Such components are, however, not available off the shelf. Additive Manufacturing processes offer a particularly valuable option in this area, as confirms David Köhler, the man responsible for both the construction of the batteries for the 2013/2014 car and the cooling concept for the high-voltage device: "We decided to have the cooling duct additively manufactured and, thanks to EOS' technology, we had complete freedom of design. With such small quantities, injection-moulding didn't make sense, and we would anyway, have had to make changes to the construction design." For the 2013/2014 season, as in previous years, EOS trained the team in how best to exploit the advantages of Additive Manufacturing.
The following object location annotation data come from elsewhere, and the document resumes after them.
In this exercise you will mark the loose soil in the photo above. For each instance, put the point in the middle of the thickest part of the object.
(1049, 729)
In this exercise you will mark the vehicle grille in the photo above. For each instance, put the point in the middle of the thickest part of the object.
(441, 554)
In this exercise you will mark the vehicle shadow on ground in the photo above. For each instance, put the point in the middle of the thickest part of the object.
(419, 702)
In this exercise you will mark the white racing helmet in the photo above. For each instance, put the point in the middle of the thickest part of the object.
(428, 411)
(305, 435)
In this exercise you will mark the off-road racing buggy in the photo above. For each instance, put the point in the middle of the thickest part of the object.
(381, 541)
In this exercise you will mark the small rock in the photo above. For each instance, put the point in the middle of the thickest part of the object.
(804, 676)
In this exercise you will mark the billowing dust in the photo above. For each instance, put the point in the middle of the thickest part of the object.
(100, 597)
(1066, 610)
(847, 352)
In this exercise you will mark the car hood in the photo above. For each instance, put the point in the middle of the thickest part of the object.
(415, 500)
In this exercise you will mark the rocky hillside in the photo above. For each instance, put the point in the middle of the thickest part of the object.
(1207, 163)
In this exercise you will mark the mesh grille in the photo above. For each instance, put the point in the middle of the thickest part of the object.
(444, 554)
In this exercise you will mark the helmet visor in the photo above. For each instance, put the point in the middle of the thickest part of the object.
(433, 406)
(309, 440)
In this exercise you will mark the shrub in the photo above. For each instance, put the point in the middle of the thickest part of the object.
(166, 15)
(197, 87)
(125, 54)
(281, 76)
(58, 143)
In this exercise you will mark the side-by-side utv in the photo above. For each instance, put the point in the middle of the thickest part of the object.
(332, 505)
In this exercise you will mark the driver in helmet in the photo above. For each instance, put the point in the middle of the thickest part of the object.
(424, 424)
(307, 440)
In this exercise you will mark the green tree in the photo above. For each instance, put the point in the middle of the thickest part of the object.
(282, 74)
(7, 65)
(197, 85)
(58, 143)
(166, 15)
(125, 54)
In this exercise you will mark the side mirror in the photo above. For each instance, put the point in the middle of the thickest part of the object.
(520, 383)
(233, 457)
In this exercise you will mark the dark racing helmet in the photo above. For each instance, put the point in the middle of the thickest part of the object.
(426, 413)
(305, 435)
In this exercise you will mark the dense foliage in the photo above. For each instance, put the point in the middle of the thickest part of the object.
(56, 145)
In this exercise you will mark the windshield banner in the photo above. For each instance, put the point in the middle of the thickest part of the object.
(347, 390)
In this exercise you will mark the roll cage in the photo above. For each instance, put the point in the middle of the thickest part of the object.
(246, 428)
In the development of the battery container it was possible to realize not only the cooling channels between the individual modules, but also a cooling duct that directed the air at the end of the container, back outside in the most efficient way. In order to satisfy the strict internally set limits for the component weight, the team chose the lightweight fine polyamide PA 2200 for the construction. This material is characterized by its high rigidity and good thermo conductivity – perfect characteristics for application in motor racing.

Results
The air duct was produced using the EOS P 396, the laser beam melting the powdered material, layer by layer, to form the final component. Intensive component testing showed that the construction complied with all of the safety standards. The components successful application within the vehicle followed. The weight also met the desired criteria: the cooling duct component weighing just 77g. The importance of each gram is shown by the fact that the total weight of the eSleek14, at just 180kg, converts to a power/weight ratio of just 1.5 kg/hp. In comparison, each unit of horsepower in the Porsche 911 GT2 road version converts to 3kg in weight.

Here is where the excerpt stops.